Furthermore, the detection of a phylogenetic signal depends on the size of the phylogenetic tree and the section analyzed (Fig. 1e). It is extremely important to interpret the patterns only according to the climatic/temporal boundaries within which they were identified; niche lability in a strictly tropical species does not preclude PNC at larger scales (Losos, 2008b; Wiens, 2008).
To summarize: (a) phylogenetic signal and niche conservatism are patterns which do not necessarily reveal the underlying processes (Losos, 2011; Crisp and Cook, 2012); (b) completely different processes can lead to the same pattern (see Revell et al., 2008); (c) the detection of patterns is context-dependent (Fig. 1e).
Therefore, a better approach to assess niche conservatism among different clades is to test for mechanisms and evolutionary processes.
Models of evolution
Evolutionary models describe and approximate the natural processes responsible for trait evolution (Fig. 4). Fitting various models to the data permits to test hypotheses about the processes driving evolution of particular trait (e.g. the climatic niche). Before actually fitting models to the data, it is advisable to first identify plausible evolutionary processes based on prior biological knowledge, and afterwards proceed to fit only the corresponding models (Fig. 5). By fitting all the models without distinction one runs the risk of selecting a model with good statistical fit, but biologically improbable premises (as demonstrated in Wiens et al., 2007). The model with best fit is chosen in most cases through likelihood ratio tests (LRT, Johnson and Omland, 2004). Model selection criteria such as Akaike information criterion (AIC, Akaike, 1973) or Schwarz criterion (BIC, Schwarz, 1978) provide several advantages; they can compare multiple models simultaneously, rank them, give relative supports and are not influenced by the hierarchical order in which the models are compared (Burnham and Anderson, 2002; Johnson and Omland, 2004; Posada and Buckley, 2004).
Nonetheless, recent criticism about information theoretic approaches cast a doubt on their ability to discern the correct model. As Boettiger et al. (2012) and Slater and Pennell (2013) argue, in comparative studies predictive approaches are more robust and powerful means for model selection. While information theoretic approaches select the model which maximizes the posterior probability of the observed values, predictive approaches prefer the model which best predicts the observed values through simulation (Slater and Pennell, 2013). In this approach the models are first fitted and parameters for each model of evolution are estimated, and subsequently used to simulate new data. The models are then evaluated based on how closely they predicted the observed data. This procedure is available in the R-package “geiger”(Harmon et al., 2008), so far to test for early burst, Brownian motion and rate shift models. Package “pmc” (Boettiger et al., 2012) allows a simulation based method to choose between models fitted in“geiger”, “ape” (Paradis et al., 2004) and “ouch” (King and Butler, 2009). Given that complex models have a higher number of parameters, the phylogenies have to be large enough to allow a reasonable inference of the evolutionary model (Boettiger et al., 2012). Thanks to the increasing availability of molecular data, phylogenetic trees are growing to include many thousand species (Bininda-Emonds et al., 2007; Smith and Donoghue, 2008; Thuiller et al., 2011; Jetz et al., 2012). With such a variety of life forms it becomes reasonable, even necessary, to assume and test much more complex models of evolution than a simple Brownian motion.

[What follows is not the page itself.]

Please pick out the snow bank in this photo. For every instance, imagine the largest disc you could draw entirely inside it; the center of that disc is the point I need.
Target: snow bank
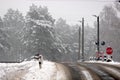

Evolutionary models for continuous characters
The simplest evolutionary model is the Brownian motion model (BM, Cavalli-Sforza and Edwards, 1967; Felsenstein, 1985, 1988). Under this model the traits are evolving randomly in any direction from the mean at each instant of time, with a net change of zero. The probability of character change is thus proportional to branch length, and the correlation among trait values at the tips of the tree decreases linearly with increasing phylogenetic distance between species (i.e. the more closely related the species, the more similar their traits are, Hansen and Martins, 1996). Exactly the same correlation structure is also expected when traits evolve under some other processes, such as directional or stabilizing selection with fluctuating optimum or punctuated change (periods of stasis alternated by abrupt changes, Hansen and Martins, 1996; O’Meara et al., 2006; Thomas and Freckleton, 2011). The assumptions of BM are violated if the values of a trait are near their biological limits and therefore cannot decrease or increase independently of the current value, or if the trait is under stabilizing selection (O’Meara et al., 2006). In those cases trait evolution is better described by the Ornstein-Uhlenbeck model (OU, Hansen, 1997; Butler and King, 2004; Estes and Arnold, 2007), an extension of BM which has an additional term describing the “pull” towards an optimum value (known as mean-reversion rate in finanical mathematics). When the value of this constraint equals zero, the model is equal to BM. On the other hand, the higher the pull towards an optimal value is, the lower the correlation among closely related species will be, as all species evolve towards the same optimum.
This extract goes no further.